Cette fêlure de héros aux passions destructrices devrait un peu tempérer l’image cornélienne d’un Hawks peignant les hommes tels qu’ils devraient être. Et pourtant, leur faille est justement d’être plus grands que nature : malgré ces bémols, Ceiling zero persiste à offrir une vision magnifiée d’un monde où l’honneur consiste dans une adéquation à ses actes, où la femme est un homme comme les autres (l’héroïne, prometteuse aviatrice, se prénomme Tommy), tant tous les rapports humains authentiques sont vécus sous le signe du désir, et où tout récit est un traité d’éthique appliquée. Un monde dont Rio Bravo, vingt ans plus tard, présentera la version la plus aboutie : au pessimisme d’une compulsion de répétition (les femmes séduites et abandonnées par Dizzy) et d’un vieillissement fatal (Dizzy se voit offrir deux miroirs possibles de son avenir, le pilote brisé par un accident ou le patron cloué au sol et condamné aux compromis) succédera une vision harmonieusement stylisée des âges de la vie, puisque Dude (Dean Martin) guérit de sa fêlure en se voyant offrir trois images de ce qu’est un homme, de l’adolescent fougueux au vieillard qui n’a plus peur de rien, en passant par Chance (John Wayne) son double adulte, auquel de son côté il enseigne la vulnérabilité que provoque immanquablement la femme. Et si certains morceaux de bravoure de Rio Bravo sortent tout droit du cinéma muet et de son grand secret plastique (le découpage et la gestuelle des scènes du crachoir ou du sang dans la bière ont même quelque chose de délibérément archaïque, n’était l’ostentation des plongées et contre-plongées), l’essentiel relève avant tout d’un affrontement rhétorique, de l’ultimatum à la rodomontade, du marivaudage à la leçon de morale.

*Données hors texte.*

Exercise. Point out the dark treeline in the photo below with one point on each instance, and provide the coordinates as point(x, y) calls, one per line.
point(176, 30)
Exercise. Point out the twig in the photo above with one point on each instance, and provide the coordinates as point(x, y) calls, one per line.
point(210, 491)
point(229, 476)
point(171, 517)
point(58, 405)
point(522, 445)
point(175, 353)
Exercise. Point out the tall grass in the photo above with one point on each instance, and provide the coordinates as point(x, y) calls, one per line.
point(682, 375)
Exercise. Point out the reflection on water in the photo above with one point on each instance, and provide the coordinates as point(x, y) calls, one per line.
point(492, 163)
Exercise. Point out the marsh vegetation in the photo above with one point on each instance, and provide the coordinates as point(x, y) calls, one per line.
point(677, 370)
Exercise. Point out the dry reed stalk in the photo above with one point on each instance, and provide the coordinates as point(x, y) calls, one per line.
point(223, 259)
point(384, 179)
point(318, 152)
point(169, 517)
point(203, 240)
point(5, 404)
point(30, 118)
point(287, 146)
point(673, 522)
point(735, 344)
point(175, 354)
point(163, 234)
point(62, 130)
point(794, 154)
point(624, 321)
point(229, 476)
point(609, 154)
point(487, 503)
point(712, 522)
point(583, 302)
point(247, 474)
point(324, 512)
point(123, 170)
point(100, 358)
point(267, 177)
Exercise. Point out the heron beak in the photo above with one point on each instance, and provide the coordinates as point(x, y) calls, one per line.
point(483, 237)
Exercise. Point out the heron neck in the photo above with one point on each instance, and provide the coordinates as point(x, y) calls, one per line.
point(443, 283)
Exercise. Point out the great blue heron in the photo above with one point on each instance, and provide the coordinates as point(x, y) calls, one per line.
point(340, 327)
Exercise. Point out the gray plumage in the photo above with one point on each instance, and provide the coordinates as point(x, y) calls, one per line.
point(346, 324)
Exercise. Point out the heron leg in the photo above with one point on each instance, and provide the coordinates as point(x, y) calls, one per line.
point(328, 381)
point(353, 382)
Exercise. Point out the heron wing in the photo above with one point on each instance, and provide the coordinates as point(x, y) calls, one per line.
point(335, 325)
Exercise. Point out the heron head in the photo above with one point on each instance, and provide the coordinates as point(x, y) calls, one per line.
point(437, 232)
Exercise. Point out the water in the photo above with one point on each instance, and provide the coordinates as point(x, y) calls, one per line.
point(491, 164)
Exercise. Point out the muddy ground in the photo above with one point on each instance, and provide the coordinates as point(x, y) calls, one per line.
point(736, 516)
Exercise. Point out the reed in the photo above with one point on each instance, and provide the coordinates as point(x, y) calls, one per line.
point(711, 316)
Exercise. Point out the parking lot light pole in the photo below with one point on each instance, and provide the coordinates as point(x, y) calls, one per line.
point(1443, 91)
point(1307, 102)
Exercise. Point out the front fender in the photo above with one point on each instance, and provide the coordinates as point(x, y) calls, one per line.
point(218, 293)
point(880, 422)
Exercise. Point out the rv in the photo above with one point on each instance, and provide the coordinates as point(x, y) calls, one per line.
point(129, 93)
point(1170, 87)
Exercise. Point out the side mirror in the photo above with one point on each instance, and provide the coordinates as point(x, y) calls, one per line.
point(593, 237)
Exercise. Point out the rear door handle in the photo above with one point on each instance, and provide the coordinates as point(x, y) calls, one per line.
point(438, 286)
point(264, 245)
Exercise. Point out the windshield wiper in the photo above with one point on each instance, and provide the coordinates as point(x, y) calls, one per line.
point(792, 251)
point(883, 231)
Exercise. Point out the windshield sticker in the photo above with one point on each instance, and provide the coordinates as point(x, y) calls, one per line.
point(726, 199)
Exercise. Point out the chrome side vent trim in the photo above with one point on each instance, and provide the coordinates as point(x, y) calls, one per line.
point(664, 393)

Sous ses dehors laconiques, on sait par les entretiens publiés que Hawks était un sacré raconteur, donc un brin mythomane. Todd McCarthy, biographe pointilleux (« à l’américaine »), en brosse un portrait lucide, mais, critique attentif, demeure toujours au plus près de son travail de professionnel, dépeignant un farouche indépendant réfractaire à la discipline des studios comme ces pilotes à la hiérarchie officielle. Et si Hawks s’est rêvé des vies, lui qui n’eut guère l’occasion de s’illustrer dans la Première Guerre mondiale et se tint à l’écart de la Seconde, sa vie reste un roman bien rempli, où l’aventurier, l’amoureux et l’artiste se confondent. Mais où, bien sûr, c’est toujours le dernier qui l’emporte.
Todd McCarthy, Hawks, traduction de l’anglais par Jean-Pierre Coursodon (Solin/Institut Lumière/Actes Sud), 950 pages, 199 f.